Man kann davon ausgehen, dass Siglec-10 ein „archaischer Rezeptor“ ist. Siglec-10 ist auf einer kleinen Untergruppe von Makrophagen in Tonsillen und anderen lymphatischen Geweben vorhanden und ist sehr effizient beim Eintrittsprozess des Virus, was seine lange Koevolution mit PRRSV beweist. Dieses Siglec wurde höchstwahrscheinlich ganz am Anfang der Entstehung des Virus benutzt. Zu dieser Zeit replizierte PRRSV nur in dieser kleinen Population von Makrophagen und verursachte höchstwahrscheinlich noch keine klinischen Symptome. Da Siglec-10 auch auf B-Lymphozyten vorhanden ist, konnte PRRSV zwar binden und in diese Zellen eindringen, aber diese nicht infizieren. Dies könnte die Grundlage für die Persistenz des Virus in seinem Wirt (Reservoir) sein.
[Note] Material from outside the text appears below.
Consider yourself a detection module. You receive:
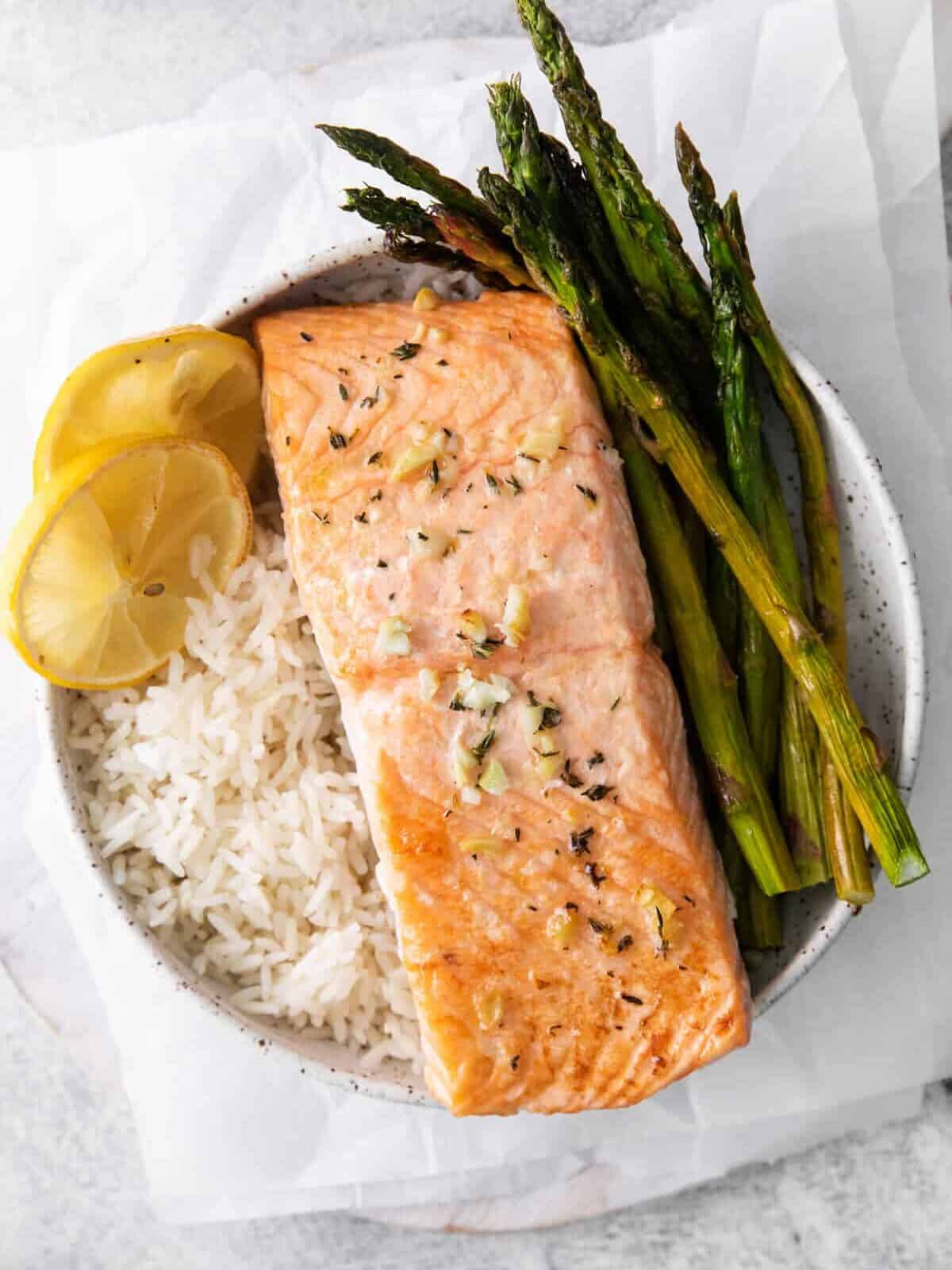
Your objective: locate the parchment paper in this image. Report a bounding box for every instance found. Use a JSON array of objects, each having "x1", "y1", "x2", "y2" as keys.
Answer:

Ende der 80er Jahre wechselte PRRSV höchstwahrscheinlich zusätzlich auf den Siglec-1-Rezeptor (= Sialoadhesin, CD169) (Abb. 2). Siglec-1-positive Zellen sind in der Lunge, der Plazenta und den lymphatischen Geweben zu finden. Die Vermehrung in der Lunge und der Plazenta führte zu respiratorischen und reproduktiven Problemen. Daher der Name PRRSV. In den 00er Jahren begann das Virus in Westeuropa, sich in den nasalen Makrophagen zu replizieren, was zu einer Zunahme der Übertragung zwischen Schweinen führte. Der Rezeptor, der für diese Anpassung verantwortlich ist, ist nicht bekannt, aber er unterscheidet sich von Siglec-1 und Siglec-10. Der hochvirulente Lena-Stamm (PRRSV-1 Subtyp 3) führt zu Gefäßerkrankungen, die mit der Replikation von PRRSV in venösen Makrophagen in Verbindung stehen. Der Rezeptor in dieser Untergruppe von Makrophagen unterscheidet sich ebenfalls von Siglec-1 und Siglec-10. Die Rezeptoren in den nasalen und venösen Makrophagen werden derzeit untersucht.
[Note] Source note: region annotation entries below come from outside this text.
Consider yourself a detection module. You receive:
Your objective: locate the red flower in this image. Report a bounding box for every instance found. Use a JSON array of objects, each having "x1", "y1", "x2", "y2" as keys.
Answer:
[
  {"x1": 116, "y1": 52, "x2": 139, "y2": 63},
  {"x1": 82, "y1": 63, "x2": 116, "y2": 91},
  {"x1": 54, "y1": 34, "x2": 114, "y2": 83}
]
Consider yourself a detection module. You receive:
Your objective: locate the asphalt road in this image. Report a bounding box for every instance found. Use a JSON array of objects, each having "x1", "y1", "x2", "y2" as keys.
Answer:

Dr. Nauwynck glaubt, dass sich das Virus zu Formen weiterentwickelt, die immer mehr Subpopulationen von Makrophagen infizieren.

Abbildung 2: Darstellung der allgemein für PRRSV in Betracht kommenden Rezeptoren. Quelle: Zhang, Q., Yoo, D. (2015)

Abbildung 2: Darstellung der allgemein für PRRSV in Betracht kommenden Rezeptoren. Quelle: Zhang, Q., Yoo, D. (2015)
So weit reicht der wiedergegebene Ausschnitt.